Olay şöyledir: Eşi tarafından aldatıldığını öğrenen İran Şahı Şehriyar, bütün kadınlara düşman kesilir. Her gece bir başka kadınla olur. Her şafakta geceyi birlikte geçirdiği kadını idam ettirir. Onlarca kadının kurban edildiği bu süreçte, nihayet bir gün sıra Şehrazat adlı bir kıza gelir. O gece şahın odasına giren genç kız dahiyane bir şey yapar. Şafak sökmeden bir masal anlatmaya başlar.

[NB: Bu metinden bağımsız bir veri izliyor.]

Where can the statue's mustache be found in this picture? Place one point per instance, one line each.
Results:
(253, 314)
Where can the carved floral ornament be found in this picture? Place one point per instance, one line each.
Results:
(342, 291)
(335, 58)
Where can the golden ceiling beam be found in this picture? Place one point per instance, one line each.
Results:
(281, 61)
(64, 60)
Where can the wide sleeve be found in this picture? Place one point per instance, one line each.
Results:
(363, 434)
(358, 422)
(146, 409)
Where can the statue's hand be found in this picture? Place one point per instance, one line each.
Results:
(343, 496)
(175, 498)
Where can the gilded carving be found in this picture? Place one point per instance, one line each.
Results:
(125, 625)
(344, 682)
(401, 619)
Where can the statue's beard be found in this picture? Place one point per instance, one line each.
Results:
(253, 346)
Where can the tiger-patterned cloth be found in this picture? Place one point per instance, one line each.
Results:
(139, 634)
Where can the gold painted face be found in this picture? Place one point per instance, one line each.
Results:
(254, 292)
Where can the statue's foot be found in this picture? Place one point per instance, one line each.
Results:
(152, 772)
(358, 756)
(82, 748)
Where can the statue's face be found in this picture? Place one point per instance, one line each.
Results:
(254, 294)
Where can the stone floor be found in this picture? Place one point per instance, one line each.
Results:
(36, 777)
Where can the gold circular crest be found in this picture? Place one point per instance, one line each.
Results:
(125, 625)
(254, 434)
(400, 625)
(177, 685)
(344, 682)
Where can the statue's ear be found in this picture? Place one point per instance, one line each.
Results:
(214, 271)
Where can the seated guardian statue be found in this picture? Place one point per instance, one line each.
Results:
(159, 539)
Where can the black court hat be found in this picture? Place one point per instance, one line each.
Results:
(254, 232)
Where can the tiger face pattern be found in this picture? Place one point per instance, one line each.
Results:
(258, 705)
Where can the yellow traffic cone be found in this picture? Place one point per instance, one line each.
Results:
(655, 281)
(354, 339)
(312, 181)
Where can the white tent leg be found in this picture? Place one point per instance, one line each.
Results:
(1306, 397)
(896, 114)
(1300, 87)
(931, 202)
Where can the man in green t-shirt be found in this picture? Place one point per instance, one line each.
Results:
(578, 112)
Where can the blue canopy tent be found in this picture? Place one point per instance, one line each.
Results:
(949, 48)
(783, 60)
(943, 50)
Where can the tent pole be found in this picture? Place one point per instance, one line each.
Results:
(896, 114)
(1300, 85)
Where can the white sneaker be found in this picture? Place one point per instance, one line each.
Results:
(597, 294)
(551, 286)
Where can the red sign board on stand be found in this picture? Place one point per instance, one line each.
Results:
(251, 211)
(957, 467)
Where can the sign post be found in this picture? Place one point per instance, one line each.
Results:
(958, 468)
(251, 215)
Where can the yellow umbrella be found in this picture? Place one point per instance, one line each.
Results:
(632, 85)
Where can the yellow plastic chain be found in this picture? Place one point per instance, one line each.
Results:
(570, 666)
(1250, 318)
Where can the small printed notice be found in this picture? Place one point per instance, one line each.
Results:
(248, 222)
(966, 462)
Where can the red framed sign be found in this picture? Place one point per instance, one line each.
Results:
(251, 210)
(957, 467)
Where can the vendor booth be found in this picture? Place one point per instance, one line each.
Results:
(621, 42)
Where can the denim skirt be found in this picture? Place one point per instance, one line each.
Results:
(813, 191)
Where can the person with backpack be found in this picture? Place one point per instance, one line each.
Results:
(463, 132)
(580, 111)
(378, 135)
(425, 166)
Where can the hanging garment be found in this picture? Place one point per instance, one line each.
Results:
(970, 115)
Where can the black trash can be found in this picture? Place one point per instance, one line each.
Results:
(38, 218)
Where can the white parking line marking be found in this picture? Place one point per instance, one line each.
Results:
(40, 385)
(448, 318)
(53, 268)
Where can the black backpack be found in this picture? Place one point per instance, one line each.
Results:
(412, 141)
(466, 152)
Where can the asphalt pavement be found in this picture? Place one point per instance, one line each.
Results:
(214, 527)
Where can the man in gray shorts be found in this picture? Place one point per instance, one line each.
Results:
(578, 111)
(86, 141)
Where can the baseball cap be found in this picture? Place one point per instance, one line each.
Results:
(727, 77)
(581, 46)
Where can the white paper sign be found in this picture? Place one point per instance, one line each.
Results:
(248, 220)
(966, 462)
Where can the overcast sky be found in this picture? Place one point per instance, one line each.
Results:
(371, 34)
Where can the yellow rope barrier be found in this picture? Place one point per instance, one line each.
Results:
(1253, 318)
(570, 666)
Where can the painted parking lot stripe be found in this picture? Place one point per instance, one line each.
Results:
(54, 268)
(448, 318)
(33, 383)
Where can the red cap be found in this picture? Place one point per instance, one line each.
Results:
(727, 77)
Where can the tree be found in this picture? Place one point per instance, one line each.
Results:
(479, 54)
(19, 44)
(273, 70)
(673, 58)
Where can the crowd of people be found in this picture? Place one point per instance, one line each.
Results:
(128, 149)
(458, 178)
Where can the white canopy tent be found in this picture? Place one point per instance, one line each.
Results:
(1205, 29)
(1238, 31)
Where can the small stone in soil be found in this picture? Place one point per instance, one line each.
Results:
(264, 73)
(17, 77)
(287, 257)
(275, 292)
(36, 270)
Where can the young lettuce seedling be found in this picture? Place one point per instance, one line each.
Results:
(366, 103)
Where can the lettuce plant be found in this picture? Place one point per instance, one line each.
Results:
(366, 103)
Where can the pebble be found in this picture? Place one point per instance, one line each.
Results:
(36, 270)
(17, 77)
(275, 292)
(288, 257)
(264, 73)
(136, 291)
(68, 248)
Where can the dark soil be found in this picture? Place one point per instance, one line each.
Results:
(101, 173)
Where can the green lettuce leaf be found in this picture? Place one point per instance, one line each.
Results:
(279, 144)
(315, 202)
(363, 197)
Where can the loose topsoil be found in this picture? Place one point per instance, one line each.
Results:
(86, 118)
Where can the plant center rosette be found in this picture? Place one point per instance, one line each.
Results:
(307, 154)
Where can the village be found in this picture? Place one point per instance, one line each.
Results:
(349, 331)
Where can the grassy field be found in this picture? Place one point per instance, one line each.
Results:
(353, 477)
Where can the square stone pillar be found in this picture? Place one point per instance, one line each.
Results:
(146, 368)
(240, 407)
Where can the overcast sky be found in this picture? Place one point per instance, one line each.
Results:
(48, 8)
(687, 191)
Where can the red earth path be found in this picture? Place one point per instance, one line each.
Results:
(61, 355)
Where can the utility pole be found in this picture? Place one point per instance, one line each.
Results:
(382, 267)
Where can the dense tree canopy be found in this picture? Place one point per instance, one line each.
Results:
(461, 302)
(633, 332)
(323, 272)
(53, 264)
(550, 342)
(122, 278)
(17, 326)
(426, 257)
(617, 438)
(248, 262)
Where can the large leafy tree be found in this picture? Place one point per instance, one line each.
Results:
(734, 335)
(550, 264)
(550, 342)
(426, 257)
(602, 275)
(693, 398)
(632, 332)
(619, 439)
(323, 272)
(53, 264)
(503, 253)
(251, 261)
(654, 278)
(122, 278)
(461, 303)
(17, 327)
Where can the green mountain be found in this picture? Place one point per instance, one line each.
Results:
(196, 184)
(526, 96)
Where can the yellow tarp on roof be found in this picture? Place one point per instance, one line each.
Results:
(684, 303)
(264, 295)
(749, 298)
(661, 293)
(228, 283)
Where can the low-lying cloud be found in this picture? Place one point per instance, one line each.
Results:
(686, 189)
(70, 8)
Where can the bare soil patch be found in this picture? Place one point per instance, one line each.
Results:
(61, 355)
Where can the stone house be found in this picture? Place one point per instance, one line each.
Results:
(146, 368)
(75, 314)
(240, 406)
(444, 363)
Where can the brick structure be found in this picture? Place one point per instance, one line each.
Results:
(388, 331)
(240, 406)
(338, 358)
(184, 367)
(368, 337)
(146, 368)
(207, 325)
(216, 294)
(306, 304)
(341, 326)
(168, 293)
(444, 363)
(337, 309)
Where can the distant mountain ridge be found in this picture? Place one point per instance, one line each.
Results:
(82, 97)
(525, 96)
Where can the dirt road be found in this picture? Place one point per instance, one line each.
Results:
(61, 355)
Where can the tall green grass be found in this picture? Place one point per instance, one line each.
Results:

Gün ağarır ama masal bitmez. Şah, bitmeyen masalın sonunu dinleyebilmek için, Şehrazat'ın idamını bir sonraki güne erteler. Şehrazat, sonraki gece yarım kalan masalı tamamlar ama sonunu getirmeyeceği yeni bir masala başlar. Bu şekilde her gece devam eden ve fakat sonu getirilmeyen masallar, Şehriyar'ı kıza aşık eder. Şahın bir süre sonra "anlatma sonunu kıyamam sana" deme noktasına geldiği bu masallar dünya edebiyat tarihine muhteşem bir masal külliyatı kazandırmakla kalmaz, masalsı bir aşkın da hikayesi olur. İran’dan Paris’e giden iki acemden bu masalları dinleyen Montesqıeu, o masallardan aldığı ilhamla Acem Mektupları'nı yazar. Kitap, Fransa'da büyük bir yankı uyandırır. Kendisini, Yasaların Ruhu'na götürecek üne kavuşur. O yankı, o çağla sınırlı kalmaz. Geçtiğimiz yüzyılda Sezai Karakoç, “Sen Şehrazat bir lamba, bir hükümdar bakışında / Bir ölüm kuşunun feryadını duyarsın" dizeleriyle yönümüzü bir daha Şehrazat'a döndürür.
Kuşkusuz, aşk yangınlarının ölümsüzleştirdiği kadınların sayısı üçle beşle sınırlı değil. Şarkılardan, şiirlerden ya da başka eserlerden yola çıkarak dilediğiniz kadar örnek bulmakta; bu çarpıcı örneklerden hareketle oluşturulan yargıya, "bütün genellemeler yanlıştır, bu da dahil" sözüyle karşı çıkmakta mümkündür. Ama insanlık tarihindeki ilk cinayetin bir kız uğruna işlendiği ve son peygamber Hz. Muhammed'e, bu dünyada sevdirilen üç şeyden birinin kadın olduğu hatırlanırsa, herhalde bu yargı havada kalmaz.
Yanılıyor muyum yoksa?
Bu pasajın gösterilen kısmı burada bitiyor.